Sunday, March 11, 2018 - 17:57

I know I've mentioned it before, but I do love having a local book-centered convention that is literally a ten minute drive away. Bonus points for the Walnut Creek Marriott having a lobby-cum-bar that is absolutely ideal for socializing in. Except for one brief, minor bout of social anxiety when I didn't have a dinner group lined up for Saturday evening. ot was all good. (Note: I will leave some meals deliberately not pre-arranged to give myself the opportunity to meet up with people spontaneously who I might not feel comfortable approaching for specific arrangements. And that's exactly what happened in this case, once I'd determined to bluff it out and settled myself into an empty table in the lobby traffic zone.)

Great high-energy presentations from Honored Guests Andrea Hairston and Ada Palmer. This year I got to the late night comedy "liars' panel" (improv tall tales in response to moderator questions) which was a hoot.
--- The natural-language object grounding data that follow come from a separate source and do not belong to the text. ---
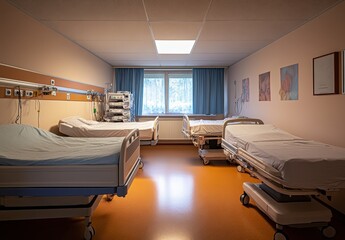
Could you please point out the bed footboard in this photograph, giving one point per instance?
(129, 161)
(156, 129)
(241, 121)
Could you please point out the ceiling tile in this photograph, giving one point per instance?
(176, 10)
(246, 30)
(227, 46)
(119, 46)
(135, 63)
(83, 10)
(102, 30)
(128, 56)
(217, 57)
(175, 30)
(267, 9)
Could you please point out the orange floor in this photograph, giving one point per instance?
(175, 197)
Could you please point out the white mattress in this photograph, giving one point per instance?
(79, 127)
(301, 163)
(206, 127)
(26, 145)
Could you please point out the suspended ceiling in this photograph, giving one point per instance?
(122, 32)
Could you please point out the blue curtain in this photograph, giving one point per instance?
(132, 80)
(208, 90)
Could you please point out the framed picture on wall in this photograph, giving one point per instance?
(343, 71)
(326, 74)
(265, 87)
(289, 82)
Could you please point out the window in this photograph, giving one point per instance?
(167, 92)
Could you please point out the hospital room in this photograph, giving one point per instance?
(172, 119)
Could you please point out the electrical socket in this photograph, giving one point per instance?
(29, 93)
(16, 92)
(8, 92)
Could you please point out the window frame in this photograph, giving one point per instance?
(166, 87)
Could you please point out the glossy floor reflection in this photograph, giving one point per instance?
(175, 197)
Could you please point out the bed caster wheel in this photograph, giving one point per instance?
(141, 164)
(328, 232)
(244, 198)
(279, 235)
(89, 233)
(240, 169)
(109, 197)
(206, 162)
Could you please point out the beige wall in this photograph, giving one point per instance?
(320, 118)
(27, 44)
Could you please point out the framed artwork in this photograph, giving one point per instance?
(343, 71)
(326, 74)
(245, 90)
(265, 87)
(289, 82)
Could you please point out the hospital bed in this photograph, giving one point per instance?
(79, 127)
(43, 175)
(292, 170)
(206, 135)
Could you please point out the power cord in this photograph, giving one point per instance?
(19, 114)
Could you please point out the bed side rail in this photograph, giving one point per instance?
(258, 169)
(186, 125)
(241, 121)
(156, 128)
(130, 155)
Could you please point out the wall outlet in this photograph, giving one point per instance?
(29, 93)
(16, 92)
(8, 92)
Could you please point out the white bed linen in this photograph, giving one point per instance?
(79, 127)
(26, 145)
(301, 163)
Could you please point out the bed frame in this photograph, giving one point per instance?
(155, 134)
(35, 192)
(202, 142)
(285, 206)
I was on three program items. The early Saturday morning panel on Faust and his literary offspring had great attendance (given the time) and (if I may say so) great synergy among the panelists. We talked about the various versions of the Faust story itself, its uses in other works, what the parameters of a "Faust-type story" might be, and what the various versions of the story say about attitudes towards knowledge and/or pleasure. Was Faust the hero of his own story? And in the end was he damned or redeemed?
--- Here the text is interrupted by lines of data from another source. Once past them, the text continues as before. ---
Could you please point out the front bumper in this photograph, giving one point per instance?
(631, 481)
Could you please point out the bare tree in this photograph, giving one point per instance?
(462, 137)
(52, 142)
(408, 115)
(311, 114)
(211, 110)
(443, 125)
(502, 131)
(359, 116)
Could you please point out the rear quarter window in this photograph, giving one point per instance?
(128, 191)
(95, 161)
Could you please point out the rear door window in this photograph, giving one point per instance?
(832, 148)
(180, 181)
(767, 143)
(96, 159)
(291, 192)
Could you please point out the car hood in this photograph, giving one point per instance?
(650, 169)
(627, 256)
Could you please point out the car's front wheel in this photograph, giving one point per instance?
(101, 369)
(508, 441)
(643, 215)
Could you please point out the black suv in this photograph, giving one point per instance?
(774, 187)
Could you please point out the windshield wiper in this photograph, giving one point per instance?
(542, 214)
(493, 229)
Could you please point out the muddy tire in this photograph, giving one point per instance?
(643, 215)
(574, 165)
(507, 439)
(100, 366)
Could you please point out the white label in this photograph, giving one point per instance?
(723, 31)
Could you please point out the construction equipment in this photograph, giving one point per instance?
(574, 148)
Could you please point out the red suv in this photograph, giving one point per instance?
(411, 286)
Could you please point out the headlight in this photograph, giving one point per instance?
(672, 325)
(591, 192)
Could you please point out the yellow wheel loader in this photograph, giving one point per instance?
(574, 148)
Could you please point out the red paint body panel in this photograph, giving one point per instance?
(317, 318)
My first panel, on Friday afternoon, was on meta-fiction: the use of narrative within the narrative, or of cross-boundary interactions between audience, author, and content. Lots of examples of different types of meta-fictions (including a discussion of whether 1st and 2nd person narrativion is itself inherently a meta-narrative). I got to talk a little bit about meta-narrative in Mother of Souls and how the creation of the Tanfrit opera enabled the characters to critique and analyze their attitudes towards their own invisible character arcs.

My third panel was a fairly open-ended discussion on the romance genre as an antidote to the despair of living in a dystopic society. (It was one of two romance panels, the other being the somewhat misleadingly named "Bonkers Romance" talking about plots and tropes that would be hard to get away with anywhere other than that genre. I was in the audience for that one and got to hear my own books being recommended--in all sincerity since the recommender hadn't connected them with me!) I did feel a bit out of place on occasion in the "Romance for the End of the World" panel because the discussion routinely slipped into the assumption that every romance plot has a man in it somewhere (either as m/f or m/m), as well as a regular conflation of romance with erotica. Still a fun discussion, just occasionally a bit alienating.

I've kept meaning to volunteer to be more involved in the running of FOGCon, and since they put out a plea for more people to get involved at the closing roundup, I put my metaphorical hand up once more. (I triedt to volunteer a few years ago and nothing came of it, but they may have had plenty of people back then.)

And then here I am back home, with no jet lag and another hour of daylight.